During the course of this book, which spans over a few months, Soz enters into three relationships. The first and most appropriate is with a man who eventually becomes a paraplegic. He breaks up with her so as not to destroy her life and prospects. Of course she was prepared to forego her comfort and her position for him, but… Her second relationship is with a twenty something year old who seems terribly naïve. Their relationship was hardly explored outside of their cuddling and romps. He was her golden haired boytoy. The last relationship was with a twenty year old named Jaibriol Qox, who she met in the beginning of the book. JQ wasn’t just naïve but he was wholly inexperienced and also, being Rhon, had this immediate mental connection with her that meant that they were soul mates. The problem with this was that JQ is the heir apparent of the opposing side a galactic war.

Yes, what we have here is a Romeo and Juliet-ish tale.

I don’t like Romeo and Juliet.

I don’t like my characters perfect and awesome and unflawed.

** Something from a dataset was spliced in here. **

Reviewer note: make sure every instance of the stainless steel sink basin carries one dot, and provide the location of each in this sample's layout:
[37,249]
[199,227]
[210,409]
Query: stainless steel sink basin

I don’t like spending an entire book stuck in the head of a character whose stuck on themselves. She spends a lot of time stuck in Woe-is-me-land and I can’t stand that place. Not only that, rape or not, I have a difficult time feeling as sorry for her as she does for herself. As a matter of fact, there was a scene in which, while drunk, she “mistakenly” held a loaded weapon to her head. I kinda wished she would have pulled the trigger. Oh, the misery.

I’d also like to note here that JQ is the much younger male mirror image of Soz. In other words, Gary Stu. See all those Mary Sue traits listed above? Yep. That’s him with the odd adjustment here and there.

So, you’re likely wondering why I finished this book. Well, in Asaro’s defense, and mine, PI presents so many interesting and fresh concepts and ideas that I can’t declare it a complete loss. The problem is that the ideas that I personally found interesting, were either not well developed of weighted in simple yet excessive narrative.

Again, first person brought me too close to this character who I did not care for. I believe that had this been written in third person, despite my dislike for Soz, I could have stomached her.

As far as the SF elements go, there are a ton of detailed technical descriptions that instead of adding to the overall depth of the story actually slowed the pacing. I skipped huge chunks to get back into the fray because at some point I’d just glaze over. Part of the issue, I believe, is the fact that PI has too many things going on. You know, less is more, and all that jazz. We have empathic beings, racial issues (although everyone in this book seemed human and white… don’t even get me started on that), cultural issues, strong military elements, space travel, political intrigue, cybernetic implantation, AI…

About halfway in, I started thinking about McMasters-Bujold with her subtle use of technical verbiage and easy believable romantic elements. I missed that while reading PI. I know it isn’t entirely fair to compare the two authors, but the similarities and the differences are striking, I think, and Asaro could learn something from McMasters-Bujold about subtlety and believable relationship progression.

For me, the crux of the issue is that this story with all of its political intrigue and SF elements, which I’d normally enjoy, appears to have been woven to support these unlikely romances as opposed to the romances occurring as the natural result of what happens when two attractive unattached and compatible people are thrown together. Deus Ex Machina is shamelessly and ruthlessly employed here and in the course of one tale is so over used as to become absolutely unacceptable.

The unfortunate past rape of Soz is a looming element in this tale, as it colors Soz’s future experiences. I know that rape happens in real life, that it can alter how a woman sees herself, how she feels about the world around her and that it colors future relationships. Rape is tragic and horrific and unacceptable no matter what. That said, I don’t object to the inclusion of such a tragic element in a story if employed with the sensitivity it deserves. However, in this case I do resent its use as it feels like a pillar upon which to prop the protagonist whose character is annoying, weakly constructed, and paper thin.